Sunday, November 17, 2013

What is the pink rock near Chinook Pass, US 410, Washington State?

Send your roadside geology question to Doctor Rock! Just add a comment at the bottom, or send an email to : tuckerd at geol dot wwu dot edu (sorry, gotta keep the spammers out!). It would be great if you could include a photo or two of the outcrop you are asking about.
This week's question:
 

Hi Dr. Rock,
When I approach Chinook Pass on US 410, heading east, on the east side of Mount Rainier National Park, the road switchbacks up a massive rock face and there is a dramatic band of orange/pink rock that cuts across the exposure. If I remember right it may be a couple hundred feet thick. Can you tell me the story of this layer?
J. McLarty

Dear J.,
You may be referring to an outcrop shown in a geology guide to Mount Rainier (the reference is below). It is located just east of Chinook Pass. Here is a photo taken from the guide book:

According to the author, Pat Pringle, well-known volcanic geologist in Washington State, the pink rock is a part of the gray rocks below. The pink portion has been baked by the slender layer of gray rock at the top of the outcrop, just visible beneath the tall trees. Hang with me here: It is a multi-stage story. The gray and pink rocks are volcaniclastic rocks, meaning they are fragmented, or broken ['clastic'] volcanic rocks. [but the term is shorter and remains 100% descriptive to folks who understand the technical lingo]. Examples of volcaniclastic deposits are ash, pyroclastic flows['hot broken'], and lahars.The term differentiates these rocks from 'solid' volcanic rocks, or lava flows. The volcanic rocks in the photo are part of the Ohanapecosh Formation, found throughout the Mount Rainier area. These rocks are 35 to 28-million years far older than the rocks of the modern cone. They were erupted from many different volcanoes that came and went over that 7 million year interval, and were buried by younger volcanic rocks and glacial and river deposits. During burial, the Ohanapecosh Formation was also intruded in many places by magma associated with these younger rocks. That is what the dark rock at the top of the outcrop is, a horizontal bed chilled magma called a 'sill' that invaded the buried rocks. The sill may have eventually connected with a vent on the surface, but any evidence for that is eroded. In any case, the hot magma baked the relatively porous rocks it intruded for  many feet above and below. Pink rocks like this are usually indicative of the oxidation caused by the baking. The photo below shows another example.

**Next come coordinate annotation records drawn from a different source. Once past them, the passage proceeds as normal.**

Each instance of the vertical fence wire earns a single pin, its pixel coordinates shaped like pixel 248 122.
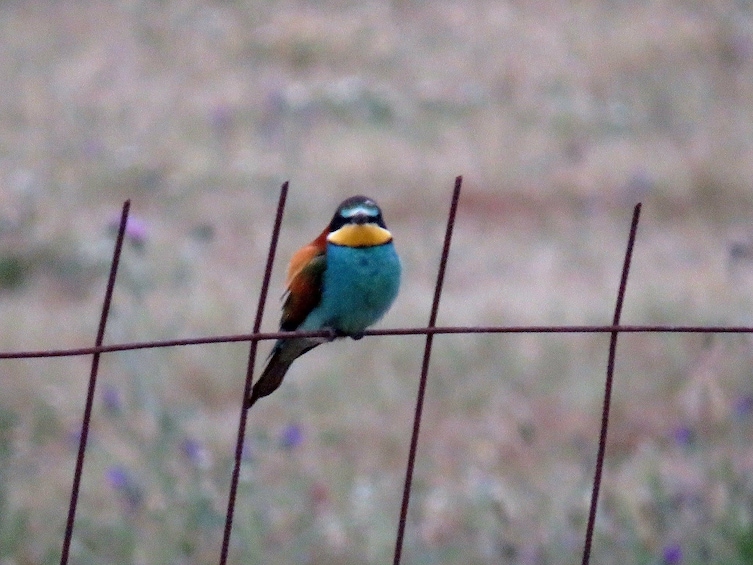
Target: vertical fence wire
pixel 425 371
pixel 429 331
pixel 249 375
pixel 92 385
pixel 608 386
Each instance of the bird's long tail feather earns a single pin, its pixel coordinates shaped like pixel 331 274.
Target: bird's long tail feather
pixel 283 354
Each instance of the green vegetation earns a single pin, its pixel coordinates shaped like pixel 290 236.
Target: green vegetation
pixel 559 117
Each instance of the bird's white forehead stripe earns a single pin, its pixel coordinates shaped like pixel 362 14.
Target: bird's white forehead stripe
pixel 368 208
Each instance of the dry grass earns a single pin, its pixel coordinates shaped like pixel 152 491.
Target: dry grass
pixel 560 117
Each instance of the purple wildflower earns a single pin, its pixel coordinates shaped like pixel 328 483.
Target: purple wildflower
pixel 126 486
pixel 111 399
pixel 196 453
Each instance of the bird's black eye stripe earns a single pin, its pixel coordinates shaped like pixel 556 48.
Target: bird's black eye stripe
pixel 357 206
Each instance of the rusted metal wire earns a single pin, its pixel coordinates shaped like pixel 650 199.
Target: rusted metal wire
pixel 425 371
pixel 429 331
pixel 608 386
pixel 92 385
pixel 264 336
pixel 249 375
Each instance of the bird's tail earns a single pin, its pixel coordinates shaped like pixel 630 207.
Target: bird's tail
pixel 283 354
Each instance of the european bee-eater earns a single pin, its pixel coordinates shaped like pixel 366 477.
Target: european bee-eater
pixel 344 281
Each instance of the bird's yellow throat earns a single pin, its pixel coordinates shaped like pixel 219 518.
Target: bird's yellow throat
pixel 360 235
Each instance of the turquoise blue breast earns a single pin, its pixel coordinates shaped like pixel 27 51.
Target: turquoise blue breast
pixel 360 284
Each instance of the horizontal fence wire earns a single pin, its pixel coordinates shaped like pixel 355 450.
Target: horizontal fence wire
pixel 438 330
pixel 428 331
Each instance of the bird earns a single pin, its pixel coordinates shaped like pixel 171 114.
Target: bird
pixel 344 281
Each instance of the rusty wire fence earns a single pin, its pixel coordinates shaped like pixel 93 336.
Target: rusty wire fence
pixel 430 330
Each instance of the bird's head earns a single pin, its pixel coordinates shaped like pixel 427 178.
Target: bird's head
pixel 358 223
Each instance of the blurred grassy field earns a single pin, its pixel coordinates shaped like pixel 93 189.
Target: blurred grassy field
pixel 560 117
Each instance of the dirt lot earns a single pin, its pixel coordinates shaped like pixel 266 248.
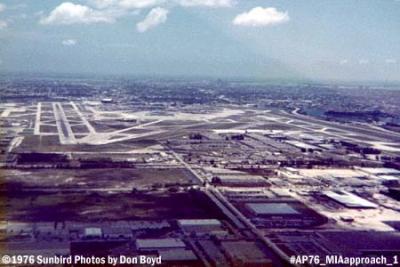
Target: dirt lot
pixel 95 178
pixel 98 207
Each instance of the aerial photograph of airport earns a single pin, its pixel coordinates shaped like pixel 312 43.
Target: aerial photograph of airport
pixel 200 133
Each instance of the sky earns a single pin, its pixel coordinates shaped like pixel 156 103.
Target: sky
pixel 346 40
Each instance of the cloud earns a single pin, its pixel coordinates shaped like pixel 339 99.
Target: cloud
pixel 102 3
pixel 206 3
pixel 138 4
pixel 3 24
pixel 261 17
pixel 69 42
pixel 155 17
pixel 390 61
pixel 68 13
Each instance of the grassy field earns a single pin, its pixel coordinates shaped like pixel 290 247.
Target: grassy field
pixel 98 207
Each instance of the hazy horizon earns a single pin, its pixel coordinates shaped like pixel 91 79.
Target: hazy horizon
pixel 322 40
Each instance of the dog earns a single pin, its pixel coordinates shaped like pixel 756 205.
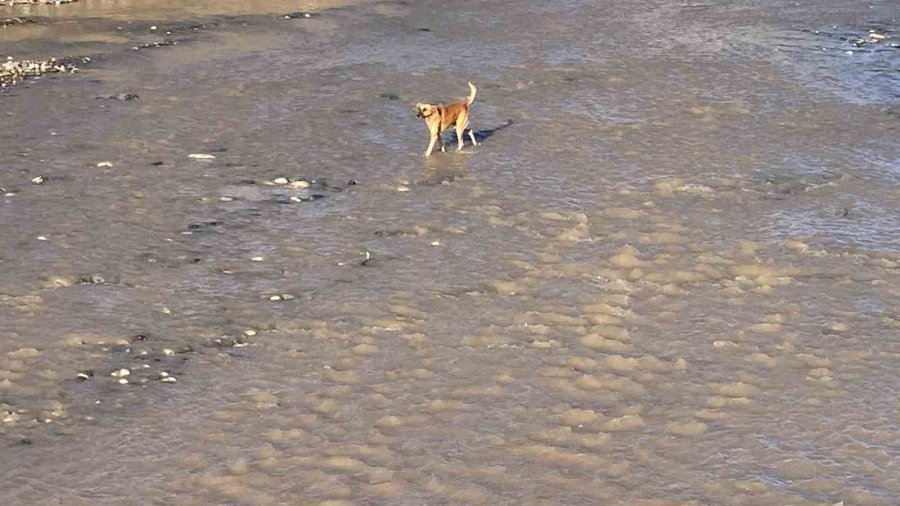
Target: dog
pixel 441 117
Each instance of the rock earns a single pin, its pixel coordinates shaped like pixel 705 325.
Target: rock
pixel 93 279
pixel 13 72
pixel 24 353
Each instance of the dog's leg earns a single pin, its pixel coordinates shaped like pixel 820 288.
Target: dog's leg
pixel 434 138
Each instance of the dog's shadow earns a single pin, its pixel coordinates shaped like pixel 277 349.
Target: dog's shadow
pixel 484 134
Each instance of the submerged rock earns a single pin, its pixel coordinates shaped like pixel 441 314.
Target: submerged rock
pixel 15 71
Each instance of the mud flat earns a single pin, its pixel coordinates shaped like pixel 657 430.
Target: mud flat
pixel 667 274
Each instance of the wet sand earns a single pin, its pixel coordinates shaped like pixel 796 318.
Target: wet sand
pixel 668 275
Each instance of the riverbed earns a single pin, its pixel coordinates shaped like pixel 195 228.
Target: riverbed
pixel 667 275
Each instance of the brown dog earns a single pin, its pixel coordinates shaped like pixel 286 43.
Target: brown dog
pixel 441 117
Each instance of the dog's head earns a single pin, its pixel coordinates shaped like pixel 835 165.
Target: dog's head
pixel 424 110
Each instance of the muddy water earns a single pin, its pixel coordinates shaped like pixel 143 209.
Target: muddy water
pixel 667 276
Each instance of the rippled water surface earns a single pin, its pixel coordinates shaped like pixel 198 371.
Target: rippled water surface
pixel 667 275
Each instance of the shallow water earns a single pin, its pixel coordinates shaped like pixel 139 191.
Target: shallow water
pixel 667 276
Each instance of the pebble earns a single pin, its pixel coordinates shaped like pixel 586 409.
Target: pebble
pixel 14 72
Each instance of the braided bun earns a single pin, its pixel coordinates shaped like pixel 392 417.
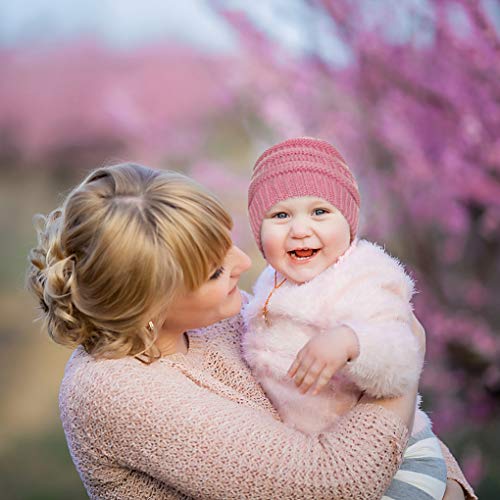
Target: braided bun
pixel 111 258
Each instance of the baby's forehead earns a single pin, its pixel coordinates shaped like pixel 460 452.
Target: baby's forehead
pixel 301 202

The pink band is about 3 feet thick. It is the baked zone
at the base of a massive lava flow along US 12
west of Morton, WA.

A thin band of pink rock has been baked by the
intrusion of this dike at Owyhee Reservoir in
eastern Oregon.



The guide book is:
 
Roadside Geology of Mount Rainier National Park and Vicinityby Patrick T. Pringle. It was published in 2008 by the Washington State Department of Natural Resources, and is written for  a non-technical, popular audience. There is a great Geology 101-style introduction, and mile by mile descriptions of the geology along roads all through the Mount Rainier area, extending far beyond the boundaries of the national park.
You can access the book online here:
http://www.dnr.wa.gov/ResearchScience/Topics/GeologyPublicationsLibrary/Pages/pub_ic107.aspx
The photo and description is found on page 119, part of road guide 'F'.

1 comment:

  1. Thanks for posting on all this fascinating geology Dr. Rock!